In 2011, Brazosport College, along with Frank Phillips College in Borger, Ranger College in Ranger, and Odessa College in Odessa, were proposed for closure by the State of Texas. The Texas Association of Community Colleges rallied successfully to keep the four institutions open.

In July 2014, Brazosport College expanded its baccalaureate programs by adding the Health Management Services major to its Bachelor of Applied Technology degree program.

In July 2021, Brazosport College received a $3 million gift from philanthropist MacKenzie Scott in recognition to their service to minority communities.
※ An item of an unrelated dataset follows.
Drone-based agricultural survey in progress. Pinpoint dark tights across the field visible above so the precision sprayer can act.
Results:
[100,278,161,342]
List of Brazosport College presidents
J. R. Jackson, 1968–1978
W. A. Bass, 1978–1988
John R. Grable, 1988–1996
Millicent Valek, 1996–2021
Vincent Solis, 2022-present

Academics
There are several divisions that comprise the college as follows:

 Division of Communication & Fine Arts
 Division of Computer Technology & Office Administration
 Division of Construction and Mechanical Technologies
 Division of Mathematics & Life Sciences
 Division of Physical Sciences & Process Technologies
 Division of Social Sciences & Business
 Department of Transitional Education

Associate degrees and transfer programs
Students at BC have the option to pursue several educational paths.  Historically, most students have opted to attend classes at Brazosport College as a stepping stone to other colleges and universities that offer bachelor's degrees.  BC participates in the Texas Common Course Numbering System, or TCCNS, a voluntary cooperative effort by many Texas colleges and universities to create a standard set of course designations for transfer students at the freshman and sophomore level.  This allows students who wish to transfer courses taken at Brazosport College to take a relevant curriculum for their destination school.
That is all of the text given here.